Five U.Va. Faculty Win Guggenheim Fellowships

April 9, 2009 — Five University of Virginia faculty members have received Guggenheim fellowships for "stellar achievement and exceptional promise for continued accomplishment," according to an announcement on Wednesday by Edward Hirsch, president of the John Simon Guggenheim Memorial Foundation.

The foundation awarded 180 fellowships to artists, scientists and scholars. The successful candidates were chosen from almost 3,000 applicants.

U.Va.'s 2009 Guggenheim fellows are

•    Francesca Fiorani, associate professor of art history;
•    Risa Goluboff, Law School professor;
•    Deborah Lawrence, associate professor of environmental sciences;
•    Charles Marsh, professor of religious studies;
•    Lisa Russ Spaar, associate professor of English.

Guggenheim fellowships are intended to foster the recipients' creativity and span six to 12 months. The average grant in last year's U.S. and Canada competition was $43,200.

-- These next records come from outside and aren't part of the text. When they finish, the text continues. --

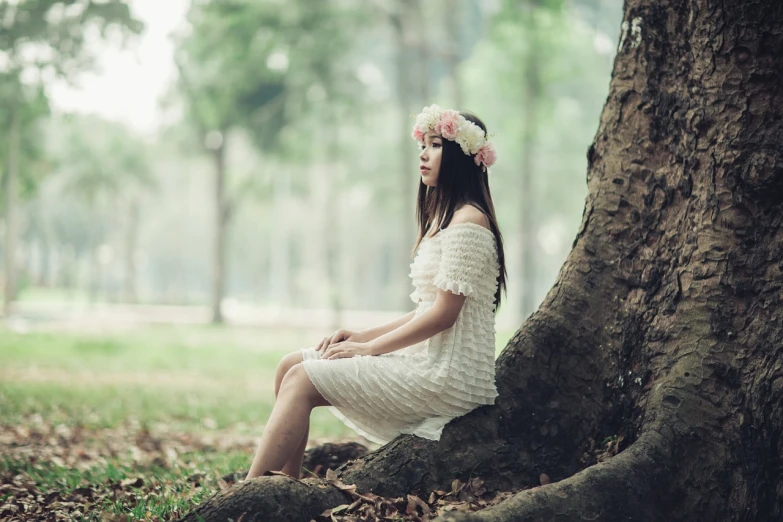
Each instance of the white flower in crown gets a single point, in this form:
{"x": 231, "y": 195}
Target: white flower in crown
{"x": 429, "y": 117}
{"x": 470, "y": 137}
{"x": 451, "y": 125}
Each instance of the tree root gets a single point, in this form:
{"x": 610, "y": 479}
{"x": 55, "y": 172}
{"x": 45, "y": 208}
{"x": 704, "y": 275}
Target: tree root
{"x": 631, "y": 486}
{"x": 278, "y": 498}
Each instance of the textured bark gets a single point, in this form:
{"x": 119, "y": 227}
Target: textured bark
{"x": 665, "y": 324}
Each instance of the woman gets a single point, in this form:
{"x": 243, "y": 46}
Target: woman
{"x": 417, "y": 373}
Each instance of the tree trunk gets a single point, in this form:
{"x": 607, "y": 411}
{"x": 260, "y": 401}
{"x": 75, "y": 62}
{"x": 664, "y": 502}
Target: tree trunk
{"x": 9, "y": 288}
{"x": 400, "y": 21}
{"x": 530, "y": 97}
{"x": 663, "y": 331}
{"x": 131, "y": 240}
{"x": 221, "y": 219}
{"x": 451, "y": 10}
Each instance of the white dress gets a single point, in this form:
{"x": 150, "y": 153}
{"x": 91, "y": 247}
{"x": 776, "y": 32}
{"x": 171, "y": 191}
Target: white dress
{"x": 420, "y": 388}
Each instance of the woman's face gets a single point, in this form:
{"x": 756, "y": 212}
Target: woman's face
{"x": 429, "y": 159}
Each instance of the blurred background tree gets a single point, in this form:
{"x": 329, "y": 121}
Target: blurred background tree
{"x": 39, "y": 41}
{"x": 278, "y": 180}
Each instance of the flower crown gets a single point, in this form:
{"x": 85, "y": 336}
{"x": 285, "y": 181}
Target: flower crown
{"x": 453, "y": 126}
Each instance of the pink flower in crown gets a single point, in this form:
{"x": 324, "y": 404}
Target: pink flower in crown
{"x": 486, "y": 155}
{"x": 449, "y": 124}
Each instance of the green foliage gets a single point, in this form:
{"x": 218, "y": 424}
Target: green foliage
{"x": 98, "y": 158}
{"x": 261, "y": 65}
{"x": 41, "y": 39}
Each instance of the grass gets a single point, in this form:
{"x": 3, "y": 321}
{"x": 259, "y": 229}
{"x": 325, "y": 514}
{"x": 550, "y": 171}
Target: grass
{"x": 186, "y": 389}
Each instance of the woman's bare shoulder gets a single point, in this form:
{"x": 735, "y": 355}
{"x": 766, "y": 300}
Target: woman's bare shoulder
{"x": 469, "y": 214}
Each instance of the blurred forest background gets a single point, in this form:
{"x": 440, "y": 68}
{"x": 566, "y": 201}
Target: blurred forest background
{"x": 251, "y": 161}
{"x": 171, "y": 165}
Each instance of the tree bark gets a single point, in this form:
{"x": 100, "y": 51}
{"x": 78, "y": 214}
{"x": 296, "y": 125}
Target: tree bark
{"x": 530, "y": 99}
{"x": 664, "y": 327}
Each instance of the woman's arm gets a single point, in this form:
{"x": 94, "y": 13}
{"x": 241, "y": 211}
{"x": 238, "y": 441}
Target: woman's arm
{"x": 376, "y": 331}
{"x": 440, "y": 317}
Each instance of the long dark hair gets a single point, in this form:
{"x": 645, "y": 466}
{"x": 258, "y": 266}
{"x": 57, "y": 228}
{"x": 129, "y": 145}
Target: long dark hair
{"x": 460, "y": 182}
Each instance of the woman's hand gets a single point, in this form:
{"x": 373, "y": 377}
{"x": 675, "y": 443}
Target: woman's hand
{"x": 339, "y": 335}
{"x": 346, "y": 349}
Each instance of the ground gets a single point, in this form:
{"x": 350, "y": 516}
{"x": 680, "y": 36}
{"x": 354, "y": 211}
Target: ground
{"x": 137, "y": 424}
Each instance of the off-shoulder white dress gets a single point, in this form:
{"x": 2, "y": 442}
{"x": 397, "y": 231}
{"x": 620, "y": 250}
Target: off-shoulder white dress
{"x": 420, "y": 388}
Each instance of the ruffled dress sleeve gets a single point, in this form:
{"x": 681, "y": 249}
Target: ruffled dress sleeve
{"x": 468, "y": 259}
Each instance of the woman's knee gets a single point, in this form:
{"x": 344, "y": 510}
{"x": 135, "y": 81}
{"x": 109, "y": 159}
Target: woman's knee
{"x": 286, "y": 363}
{"x": 297, "y": 382}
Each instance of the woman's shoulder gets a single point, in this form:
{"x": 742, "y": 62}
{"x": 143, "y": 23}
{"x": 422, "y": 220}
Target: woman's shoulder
{"x": 470, "y": 226}
{"x": 468, "y": 215}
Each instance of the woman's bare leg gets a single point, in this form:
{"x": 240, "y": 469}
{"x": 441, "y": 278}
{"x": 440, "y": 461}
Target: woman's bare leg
{"x": 294, "y": 465}
{"x": 288, "y": 422}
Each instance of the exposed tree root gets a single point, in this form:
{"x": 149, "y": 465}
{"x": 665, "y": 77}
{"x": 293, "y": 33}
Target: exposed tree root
{"x": 277, "y": 498}
{"x": 632, "y": 486}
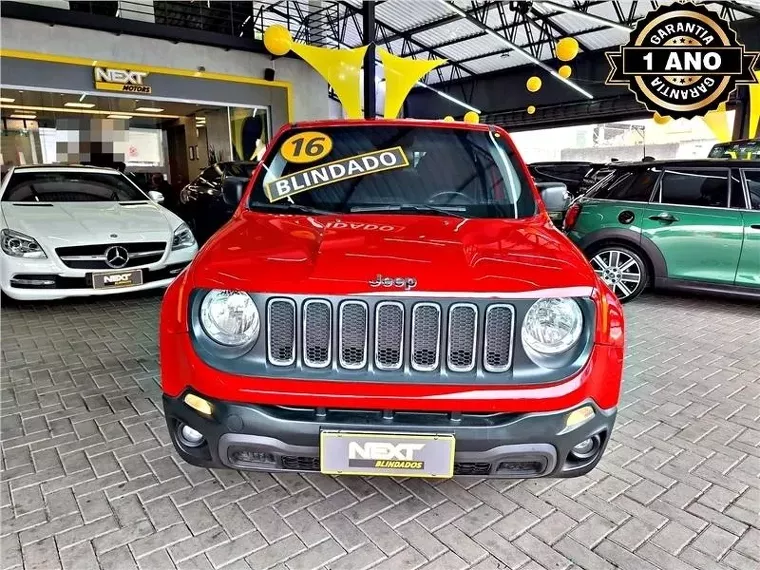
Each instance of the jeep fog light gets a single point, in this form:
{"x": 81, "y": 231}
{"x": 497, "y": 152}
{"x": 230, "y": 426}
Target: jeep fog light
{"x": 230, "y": 318}
{"x": 189, "y": 436}
{"x": 579, "y": 417}
{"x": 199, "y": 404}
{"x": 552, "y": 326}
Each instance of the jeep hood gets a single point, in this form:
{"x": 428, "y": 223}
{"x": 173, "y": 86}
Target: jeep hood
{"x": 275, "y": 253}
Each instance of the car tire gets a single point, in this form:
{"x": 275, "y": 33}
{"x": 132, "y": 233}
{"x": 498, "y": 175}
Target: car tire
{"x": 623, "y": 270}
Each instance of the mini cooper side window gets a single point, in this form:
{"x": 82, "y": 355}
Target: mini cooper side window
{"x": 695, "y": 187}
{"x": 753, "y": 184}
{"x": 630, "y": 184}
{"x": 737, "y": 192}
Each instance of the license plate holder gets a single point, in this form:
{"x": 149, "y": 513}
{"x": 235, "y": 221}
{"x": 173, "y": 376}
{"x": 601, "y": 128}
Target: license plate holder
{"x": 117, "y": 279}
{"x": 387, "y": 454}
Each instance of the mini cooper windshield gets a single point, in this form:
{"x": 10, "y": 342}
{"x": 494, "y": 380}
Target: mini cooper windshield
{"x": 71, "y": 186}
{"x": 392, "y": 169}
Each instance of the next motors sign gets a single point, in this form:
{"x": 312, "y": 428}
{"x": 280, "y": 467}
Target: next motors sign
{"x": 125, "y": 80}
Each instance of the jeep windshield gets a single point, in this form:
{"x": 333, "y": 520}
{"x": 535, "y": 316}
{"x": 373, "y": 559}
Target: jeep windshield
{"x": 393, "y": 169}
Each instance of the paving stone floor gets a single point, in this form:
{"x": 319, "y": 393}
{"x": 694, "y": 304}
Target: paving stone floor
{"x": 90, "y": 480}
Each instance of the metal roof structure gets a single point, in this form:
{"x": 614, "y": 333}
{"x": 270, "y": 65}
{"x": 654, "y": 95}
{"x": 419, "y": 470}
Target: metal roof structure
{"x": 476, "y": 37}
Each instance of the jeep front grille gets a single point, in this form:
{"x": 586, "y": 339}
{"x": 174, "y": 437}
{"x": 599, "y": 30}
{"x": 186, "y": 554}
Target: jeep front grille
{"x": 352, "y": 341}
{"x": 386, "y": 336}
{"x": 281, "y": 332}
{"x": 498, "y": 338}
{"x": 426, "y": 335}
{"x": 463, "y": 330}
{"x": 389, "y": 335}
{"x": 317, "y": 333}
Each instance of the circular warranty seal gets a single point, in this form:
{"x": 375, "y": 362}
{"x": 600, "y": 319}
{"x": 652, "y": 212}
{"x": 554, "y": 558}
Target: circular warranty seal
{"x": 682, "y": 61}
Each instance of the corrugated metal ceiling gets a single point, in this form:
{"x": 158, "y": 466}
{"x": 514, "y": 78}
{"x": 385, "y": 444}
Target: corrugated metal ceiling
{"x": 456, "y": 38}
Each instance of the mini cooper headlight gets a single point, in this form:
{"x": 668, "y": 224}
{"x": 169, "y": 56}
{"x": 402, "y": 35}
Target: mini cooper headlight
{"x": 552, "y": 326}
{"x": 183, "y": 237}
{"x": 17, "y": 244}
{"x": 230, "y": 318}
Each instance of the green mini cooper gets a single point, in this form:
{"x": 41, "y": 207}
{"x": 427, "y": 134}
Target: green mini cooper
{"x": 687, "y": 224}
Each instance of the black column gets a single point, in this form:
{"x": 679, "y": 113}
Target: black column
{"x": 741, "y": 118}
{"x": 368, "y": 29}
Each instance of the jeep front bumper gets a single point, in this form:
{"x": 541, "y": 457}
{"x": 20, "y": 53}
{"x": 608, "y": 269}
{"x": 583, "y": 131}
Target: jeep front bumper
{"x": 499, "y": 445}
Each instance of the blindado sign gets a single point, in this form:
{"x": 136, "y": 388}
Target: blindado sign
{"x": 336, "y": 171}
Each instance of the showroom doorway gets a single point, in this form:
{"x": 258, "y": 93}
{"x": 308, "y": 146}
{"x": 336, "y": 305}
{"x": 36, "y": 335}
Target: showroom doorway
{"x": 176, "y": 138}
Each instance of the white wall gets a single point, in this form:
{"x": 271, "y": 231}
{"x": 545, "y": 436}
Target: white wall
{"x": 310, "y": 99}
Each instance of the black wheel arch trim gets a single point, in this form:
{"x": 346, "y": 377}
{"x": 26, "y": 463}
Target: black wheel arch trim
{"x": 659, "y": 266}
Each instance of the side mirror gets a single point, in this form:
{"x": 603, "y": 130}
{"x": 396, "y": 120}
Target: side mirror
{"x": 232, "y": 191}
{"x": 156, "y": 196}
{"x": 555, "y": 196}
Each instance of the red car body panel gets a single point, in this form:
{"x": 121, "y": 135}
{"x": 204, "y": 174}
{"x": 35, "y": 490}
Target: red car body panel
{"x": 335, "y": 255}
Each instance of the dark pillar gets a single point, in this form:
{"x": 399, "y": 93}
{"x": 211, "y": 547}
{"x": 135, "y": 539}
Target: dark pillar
{"x": 368, "y": 20}
{"x": 741, "y": 118}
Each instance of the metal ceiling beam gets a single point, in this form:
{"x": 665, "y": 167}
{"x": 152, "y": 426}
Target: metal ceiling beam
{"x": 591, "y": 17}
{"x": 509, "y": 50}
{"x": 443, "y": 21}
{"x": 546, "y": 17}
{"x": 518, "y": 49}
{"x": 407, "y": 37}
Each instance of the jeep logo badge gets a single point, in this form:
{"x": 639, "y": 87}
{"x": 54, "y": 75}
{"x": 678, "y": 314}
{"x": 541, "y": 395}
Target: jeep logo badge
{"x": 406, "y": 283}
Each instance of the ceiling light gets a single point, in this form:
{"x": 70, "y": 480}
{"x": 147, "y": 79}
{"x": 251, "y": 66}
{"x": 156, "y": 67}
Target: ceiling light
{"x": 449, "y": 97}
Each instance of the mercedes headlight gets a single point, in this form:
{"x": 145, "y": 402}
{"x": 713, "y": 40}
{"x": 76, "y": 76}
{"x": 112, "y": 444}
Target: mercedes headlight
{"x": 230, "y": 318}
{"x": 17, "y": 244}
{"x": 183, "y": 237}
{"x": 552, "y": 327}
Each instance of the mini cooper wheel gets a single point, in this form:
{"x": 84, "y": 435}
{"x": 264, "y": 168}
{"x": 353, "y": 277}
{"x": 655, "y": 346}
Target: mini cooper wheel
{"x": 622, "y": 269}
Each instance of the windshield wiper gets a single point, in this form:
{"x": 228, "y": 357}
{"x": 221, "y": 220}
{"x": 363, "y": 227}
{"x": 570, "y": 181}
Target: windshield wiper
{"x": 291, "y": 206}
{"x": 445, "y": 210}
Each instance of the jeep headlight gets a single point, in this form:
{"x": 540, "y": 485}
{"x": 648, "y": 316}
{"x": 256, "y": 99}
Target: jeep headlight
{"x": 183, "y": 237}
{"x": 230, "y": 318}
{"x": 17, "y": 244}
{"x": 552, "y": 327}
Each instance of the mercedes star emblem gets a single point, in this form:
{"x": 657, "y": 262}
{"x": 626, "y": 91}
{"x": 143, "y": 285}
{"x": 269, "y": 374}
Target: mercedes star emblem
{"x": 117, "y": 256}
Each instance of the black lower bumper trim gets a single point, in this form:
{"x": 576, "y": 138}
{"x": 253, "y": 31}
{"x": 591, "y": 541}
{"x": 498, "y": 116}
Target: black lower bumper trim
{"x": 268, "y": 438}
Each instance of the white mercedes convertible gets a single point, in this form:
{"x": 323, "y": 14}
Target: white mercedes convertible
{"x": 73, "y": 231}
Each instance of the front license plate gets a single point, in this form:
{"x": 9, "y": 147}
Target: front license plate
{"x": 389, "y": 454}
{"x": 114, "y": 280}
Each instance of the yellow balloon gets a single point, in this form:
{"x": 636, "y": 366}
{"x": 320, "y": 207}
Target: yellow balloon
{"x": 567, "y": 48}
{"x": 533, "y": 84}
{"x": 277, "y": 40}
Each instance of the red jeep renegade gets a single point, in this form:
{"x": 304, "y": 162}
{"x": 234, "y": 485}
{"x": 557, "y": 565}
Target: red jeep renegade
{"x": 391, "y": 298}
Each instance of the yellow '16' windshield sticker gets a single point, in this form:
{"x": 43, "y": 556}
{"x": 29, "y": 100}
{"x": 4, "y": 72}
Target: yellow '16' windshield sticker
{"x": 307, "y": 147}
{"x": 336, "y": 171}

Dr. Arthur Garson Jr., executive vice president and provost, said news of the U.Va. faculty members' awards was "absolutely outstanding."
 
"My thanks and appreciation go out to each of these professors on this exceptional achievement," Garson said. "To me, our faculty receiving five Guggenheims in one year is an indication of the depth and breadth of scholarship here at U.Va."
 
Meredith Jung-En Woo, dean of the College of Arts & Sciences, said she was delighted to learn of the awards Thursday morning – and that four of the five recipients were from the College.
 
"It's an illustration of the great distinction that our faculty has achieved and the College's commitment to pushing the boundaries of knowledge," she said.
 
Great things may still be to come, Woo said. "Guggenheim Fellows go on to be Nobel Prize and Pulitzer Prize winners," she added.

Since 1992 – as far back as official University records go –  U.Va. faculty members have won 12 Guggenheims, but never more than two in a single year. This year's awards are the University's first since 2005.
 
Of 80 colleges and universities represented in the 2009 Guggenheim fellowships, fewer than a third received multiple awards. Also receiving five fellowships were the University of North Carolina at Chapel Hill and Harvard University. Columbia University had the most with seven. The only other Virginia institution on the list was George Mason University, with one award.
 
One of the hallmarks of the Guggenheim fellowship program, now in its 85th year, is the diversity of its fellows. This year's fellows range in age from 29 to 70; their residences span the world; and their fellowship projects will carry them to every continent. In all, 62 disciplines and 68 different academic institutions are represented by this year's fellows.

Hirsch said in a press release that, since its establishment in 1925, the Guggenheim Foundation has granted more than $273 million in fellowships to nearly 16,700 individuals. Nobel, Pulitzer and other prize winners grace the roll of fellows, which includes Ansel Adams, W.H. Auden, Aaron Copland, Martha Graham, Langston Hughes, Henry Kissinger, Vladimir Nabokov, Isamu Noguchi, Wendy Wasserstein, Derek Walcott, James Watson and Eudora Welty.